Razzle Dazzle, United States Navy Ship Camouflage in World War I

by James H. Bruns


The British dubbed it simply Dazzle. The Yanks, apparently thinking it needed a bit more oomph, opted to call it Razzle Dazzle, this book’s title. Additionally, the US Navy developed its own paint schemes in an attempt to refine the camouflaging of merchant and war ships. 

Several men took credit for originating the idea in the UK; Sir John Graham Kerr working with American artist/naturalist Abbott Thayer in 1914, then Norman Wilkinson in 1917. In that same 1917 year, the US adopted the idea while, as said, opting to devise its own schemes or patterns. “American ship camouflage specialists [were] dubbed ‘camoufleurs.’”

The basic idea was to make the orientation of ships less clearly discernable at sea especially when viewed through the enemy’s U-boat periscopes. Corollary to a ship’s course, speed, and direction being difficult to ascertain, so too would an enemy’s ability to correctly aim a torpedo at it. “If the sub’s periscope was spotted, or the torpedo’s wake was sighted in time to throw the helm hard over to cause the shot to miss, the cat-and-mouse game could go on for hours, with the submarine  more often than not becoming the hunted one thanks to the availability of the convoy’s dreaded [destroyer] escorts.

Left page are three examples of British Dazzle patterns while on right is one used by the USN on a 6,200-ton freighter. Interestingly the pattern on starboard side was different.

Wilkinson counseled camofleurs to study the natural world in order to devise the most effective principles to best accomplish their goals. The art on the right-hand page below was painted in 1907 by Abbott Thayer. As reproduced on the book’s page, it is virtually impossible to discern it is of a peacock. It put your commentator in mind of a modern-day artist who created her art in the “spirit of” Thayer and Dutch artist MC Escher but rather than featuring mainly geometric patterns, Bev Doolittle focused on nature and the natural world. We’ll show and tell you about her in a subsequent post.

Prior to the US joining the war, Britain had lost 20 percent of its merchant and war vessels to German U-boats. Along with adopting Razzle Dazzle, the USN also mandated other measures. Perhaps the most effective was to no longer permit ships to cross the seas individually. They traveled instead in convoys escorted by Navy destroyers. Other USN innovations included zigzagging—the entire convoy as one unit—in random patterns at random intervals. Smoke screening was also employed along with depth charging, and underwater listening. It all resulted in only 11 ships being lost, an 87 percent decrease from the time prior to USN-instituted practices and protocols. 

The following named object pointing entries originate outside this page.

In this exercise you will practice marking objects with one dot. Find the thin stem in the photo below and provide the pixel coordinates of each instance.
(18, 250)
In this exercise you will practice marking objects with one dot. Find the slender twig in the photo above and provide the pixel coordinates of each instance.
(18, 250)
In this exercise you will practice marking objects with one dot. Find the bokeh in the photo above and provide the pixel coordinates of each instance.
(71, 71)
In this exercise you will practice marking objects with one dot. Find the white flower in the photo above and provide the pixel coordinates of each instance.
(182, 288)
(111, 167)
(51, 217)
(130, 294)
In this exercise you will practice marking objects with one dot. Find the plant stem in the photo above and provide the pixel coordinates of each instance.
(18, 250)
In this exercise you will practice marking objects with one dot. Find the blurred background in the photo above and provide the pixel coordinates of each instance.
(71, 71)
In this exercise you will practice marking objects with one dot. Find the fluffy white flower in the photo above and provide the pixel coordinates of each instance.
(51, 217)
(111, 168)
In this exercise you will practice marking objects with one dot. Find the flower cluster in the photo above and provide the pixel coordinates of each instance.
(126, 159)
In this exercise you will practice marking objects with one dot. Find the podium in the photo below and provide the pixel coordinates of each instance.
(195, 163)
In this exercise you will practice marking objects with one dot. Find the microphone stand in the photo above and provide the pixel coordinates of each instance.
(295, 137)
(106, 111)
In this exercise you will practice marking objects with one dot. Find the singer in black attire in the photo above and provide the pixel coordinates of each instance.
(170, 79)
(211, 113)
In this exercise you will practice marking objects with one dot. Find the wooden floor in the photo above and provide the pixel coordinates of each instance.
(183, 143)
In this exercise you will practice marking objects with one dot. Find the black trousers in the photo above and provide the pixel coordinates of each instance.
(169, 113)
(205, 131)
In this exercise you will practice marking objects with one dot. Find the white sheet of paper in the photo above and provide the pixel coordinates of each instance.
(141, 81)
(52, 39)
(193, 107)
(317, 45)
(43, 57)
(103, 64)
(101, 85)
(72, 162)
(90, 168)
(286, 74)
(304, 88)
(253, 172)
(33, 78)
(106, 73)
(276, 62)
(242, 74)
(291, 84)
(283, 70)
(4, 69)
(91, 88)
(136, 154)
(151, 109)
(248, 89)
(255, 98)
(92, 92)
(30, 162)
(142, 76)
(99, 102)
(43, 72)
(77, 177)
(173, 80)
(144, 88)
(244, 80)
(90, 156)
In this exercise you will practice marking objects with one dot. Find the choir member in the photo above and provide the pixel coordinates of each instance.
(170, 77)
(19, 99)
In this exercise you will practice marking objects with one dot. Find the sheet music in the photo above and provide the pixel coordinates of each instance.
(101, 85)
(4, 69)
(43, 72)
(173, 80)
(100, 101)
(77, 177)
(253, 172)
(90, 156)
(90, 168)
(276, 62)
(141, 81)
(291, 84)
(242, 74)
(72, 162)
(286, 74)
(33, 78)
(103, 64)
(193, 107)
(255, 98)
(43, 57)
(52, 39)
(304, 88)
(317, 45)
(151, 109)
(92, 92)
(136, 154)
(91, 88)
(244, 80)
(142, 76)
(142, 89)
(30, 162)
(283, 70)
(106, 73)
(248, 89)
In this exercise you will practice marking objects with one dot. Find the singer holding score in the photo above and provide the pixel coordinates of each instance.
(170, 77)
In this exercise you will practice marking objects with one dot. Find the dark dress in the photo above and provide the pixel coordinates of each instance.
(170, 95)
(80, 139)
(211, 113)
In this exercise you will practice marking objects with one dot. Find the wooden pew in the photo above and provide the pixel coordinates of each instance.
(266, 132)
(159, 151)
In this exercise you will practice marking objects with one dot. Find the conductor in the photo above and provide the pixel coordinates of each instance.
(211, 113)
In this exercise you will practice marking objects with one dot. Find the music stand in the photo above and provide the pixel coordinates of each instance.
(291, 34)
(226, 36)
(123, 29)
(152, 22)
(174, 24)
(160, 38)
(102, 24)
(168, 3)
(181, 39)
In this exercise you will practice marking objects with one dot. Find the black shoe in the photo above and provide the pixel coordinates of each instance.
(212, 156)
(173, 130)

The page pair below is an example of one of several concluding chapters that tell of other aspects of USN activities such as the establishment of APO and FPO mailing addresses and deliveries, the types of cargo merchant ships being escorted carried, the establishment of the Navy Armed Guards on merchant vessels so they too could be armed, and more. 

There’s even a chapter, as you can see, telling of how airpower was used to spot and deal with U-boats.

Even as the US hoped to maintain its neutrality, prudent men in responsible positions were planning such that the build-up had begun prior to the US declaring war on 6 April 1917. It was just that planning that enabled the guns to go silent on 11 November of the following year. The Navy’s effort which had cleared the way for 18,653 troopships and freighters to safely cross the oceans while American workers from every corner of the country had built ships, grew food and manufactured materials needed to achieve victory.

What became of razzle dazzle? “Advances, such as radar, sonar and optical range finding, rendered Razzle Dazzle largely obsolete” by the time of the next world war. However, your commentator is aware of one maritime museum with a WWII Razzle Dazzle-painted battleship open to visitors on self-guided or docent-led tours. It happens to be located in the same state as this book’s publisher albeit not in the same area for the publisher’s facilities are in the furthermost northwest corner of the state and the Battleship North Carolina is kitty-corner across the state in Wilmington on the coast on the southeast edge.

The question has been asked before: Why can’t history textbooks approved for use by students be written as interestingly and engagingly?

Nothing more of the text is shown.